When we got back into town we set out on a walk we had heard about from our tour guide. A few wrong turns and we wound up on a narrow path in the jungle. Eventually we ran into some locals who kindly led us towards the rice paddies we were trying to see. We got to take the scenic route (walking across the rice paddies vs on the concrete path we had tried to find). The Balinese man could barely speak English at all but the one thing he did get out was “be careful, snakes” so that pretty much set us off sprinting across the rice paddies until we safely reached the comfort of concrete.


We spent the rest of the day doing the rest of the local shops we had missed and trying to hit every food joint in Bali that we thought warranted a visit. The food scene in Bali is literally unrealllll–so paleo friendly and yummy–4 days was simply not enough time for us to hit all the gems but we did our best today. Highlights were the Living Food Lab “conscious eating experiment” (totally raw local and vegan) and Bali Buda (see food mantra below.


Day 21: Bali by Bicycle

After some extensive trip advisor research, we settled on a bike tour of rural Ubud as our activity of choice for the day. Our first stop was at this beautiful view of the rice terraces. I picked out the fellow Canadians in our group immediately by the girls Lululemon apparel–super nice couple from Calgary.


Next stop was breakfast over looking a volcano by the lake.

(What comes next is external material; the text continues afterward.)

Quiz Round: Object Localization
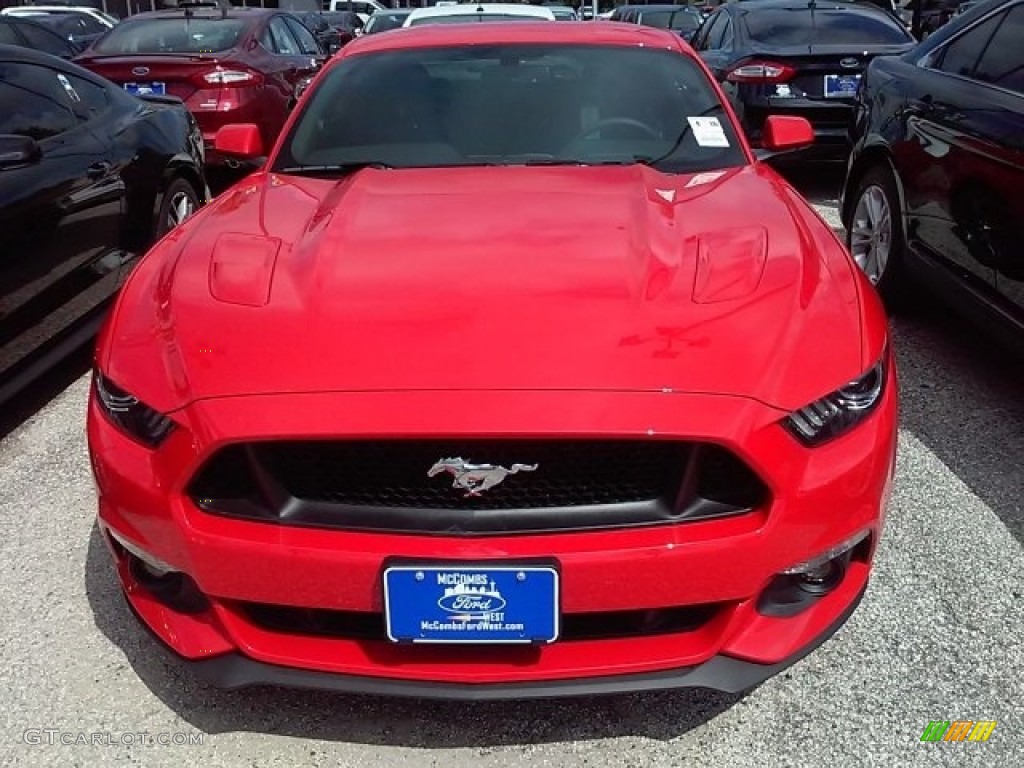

Super yummy smorgasbord with one of the top watermelon juices of the trip!


We then stopped at a coffee plantation where we learned about the process of brewing the specialty Lewak coffee. Coffee beans are fed to a ferret like animal and then the Lewak’s feces is dissected to collect the fermented beans which are then used to make the coffee. This “shitty” coffee goes for £40/cup in England!

We also got a delicious sampler of a big variety of teas and coffee. My favs: vanilla coffee and pandanus tea.


Made a stop at the rice fields to see how the Balinese harvest their rice. Most of these workers are women that work for rice rather than money from the land owner so that they can spend the money her husband makes on something other than rice.


The whole bike ride was nothing short of beautiful and the last leg of the ride was pretty physically demanding. Made our delicious lunch all the better–roasted duck, satay chicken, peanut tofu, and Balinese veggies. The whole tour was super well done–highly recommend if you’re ever in Bali (Bali Budaya Tours).


At the end of the tour we got dropped off at Ubud’s famous Monkey Forest. I could have spent hours at this places, hundreds of monkeys everywhereeee. The babies were the cutest! As you can see below the monkeys do have klepto tendencies.



Ended the day with a bit of shopping and saw this gem and thought of Casey–you can say this at Parsons to all of your upper east side classmates.